Description of problem: /var/log filesystem gets full, even if logrotate is enabled. Causes place for DoS. Version-Release number of selected component (if applicable): Any RDO/RHOS packages for openstack, in our case:https://rhn.redhat.com/errata/RHBA-2014-0912.html See "rpm -qf /etc/logrotate.d/openstack.*" How reproducible: Happens after logrotate. Steps to Reproduce: 1. start openstack 2. set logrotate scritps to have small size for logs 3. do api calls, e.g. "nova list" 4. see logs grow 5. run logrotate 6. see that logs got rotated 7. see that logs are using already deleted files: ls -la /proc/[0-9]*/fd|grep deleted Actual results: The daemons keep logging to deleted file's inodes, thus filling the disk still l-wx------. 1 nova nova 64 25.7. 12:14 3 -> /var/log/nova/api.log-20140725 (deleted) Expected results: The daemons should use the log file ment for them, e.g. /var/log/nova/api.log Additional info: This happens in Icehouse, and could be fixed by having coputruncate option for logrotate configs in /etc/logrotate.d/openstack* Applies to both RDO and RHOS
ah, faulty cut'n paste. s,case:https://rhn.redhat.com/errata/RHBA-2014-0912.html,case: openstack-nova-common-2014.1-2.el6.noarch,
btw, seeing this likely needs several logrotates, to get the "*.log-date" file deleted first.
Can you please clarify what version of OpenStack you are using? It sounds like you're using RDO, is that right?
Sorry for the delay, I was on holiday. We are internally using RDO, but I see the same configs in RHOSP5 too at our customer.
I made a Red Hat Support ticket about this too. Understand guys, that this is a DoS issue. If one bombs APIs, thus causing log writings, you end up filling the log disks. In many cases that is the /var partition, which might have SQL and stuff there, and thus kills your OpenStack. https://access.redhat.com/support/cases/01213626
Proposed lines to add to logrotate files: ------ copytruncate minsize 100k size 200M ------
BTW RDO el6 builds are missing http://pkgs.fedoraproject.org/cgit/openstack-nova.git/commit/nova.logrotate?id=14f05c2a5ebcf4b76dc526a1fa6d79d66484de94 ... Note we don't need to use copytruncate or delaycompress here, as openstack services use logging.handlers.WatchedFileHandler ... https://docs.python.org/2/library/logging.handlers.html#watchedfilehandler So looks like that's not working as advertised?
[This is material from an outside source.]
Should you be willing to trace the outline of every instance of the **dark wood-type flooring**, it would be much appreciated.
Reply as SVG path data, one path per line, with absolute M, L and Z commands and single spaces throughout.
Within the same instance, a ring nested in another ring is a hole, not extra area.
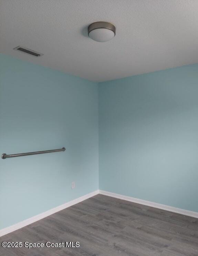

yes, it definately does not.
[Bug triaging here, wonder if this is still reproducible with Juno release?]
I can not confirm, as we still run icehouse.
Running RDO icehouse (e.g., openstack-nova-common-2014.1.3-2.fc21.noarch), as soon as I rename a log file (mv nova-api.log nova-api.log.old), nova-api immediately starts logging to a *new* file, and no further updates are made to the renamed file. If I delete the log file (rm nova-api.log) I see the same behavioe -- nova-api creates a *new* log file, rather than continuing to log to the deleted log. However: Looking at /proc/<nova-api_pid>/fd, I can see that nova is holding open a reference to the original log file. E.g., after the `mv` operation: # ls -l /proc/452/fd total 0 lr-x------. 1 nova nova 64 Mar 27 17:19 0 -> /dev/null lrwx------. 1 nova nova 64 Mar 27 17:19 1 -> socket:[13321] lrwx------. 1 nova nova 64 Mar 27 17:19 16 -> anon_inode:[eventpoll] lrwx------. 1 nova nova 64 Mar 27 17:19 2 -> socket:[13321] l-wx------. 1 nova nova 64 Mar 27 17:19 3 -> /var/log/nova/nova-api.log.old lr-x------. 1 nova nova 64 Mar 27 17:19 4 -> pipe:[19145] l-wx------. 1 nova nova 64 Mar 27 17:19 5 -> pipe:[19145] lrwx------. 1 nova nova 64 Mar 27 17:19 6 -> socket:[20355] lrwx------. 1 nova nova 64 Mar 27 17:19 7 -> socket:[21239] lrwx------. 1 nova nova 64 Mar 27 17:19 8 -> socket:[22059] In fact, of the four 'nova-api' processes running on my system, three of them still have that open: # ps -e -o pid,cmd | grep nova-api | awk '/python/ {print $1}' | xargs -iPID ls -l /proc/PID/fd/3 l-wx------. 1 nova nova 64 Mar 27 17:19 /proc/452/fd/3 -> /var/log/nova/nova-api.log.old l-wx------. 1 nova nova 64 Mar 27 17:23 /proc/2062/fd/3 -> /var/log/nova/nova-api.log.old l-wx------. 1 nova nova 64 Mar 27 17:23 /proc/2161/fd/3 -> /var/log/nova/nova-api.log l-wx------. 1 nova nova 64 Mar 27 17:23 /proc/2244/fd/3 -> /var/log/nova/nova-api.log.old This means that even if that log file is deleted, the space will not be recovered until the nova-api processes exit. So, while I can't reproduce the problem described in this bz (in all my tests, nova would start logging to a new file after renaming or deleting the old file), it still looks like using copytruncate in the logrotate configuration would be a good idea (and wouldn't hurt in any case). The same behavior can be seen in our Juno packages.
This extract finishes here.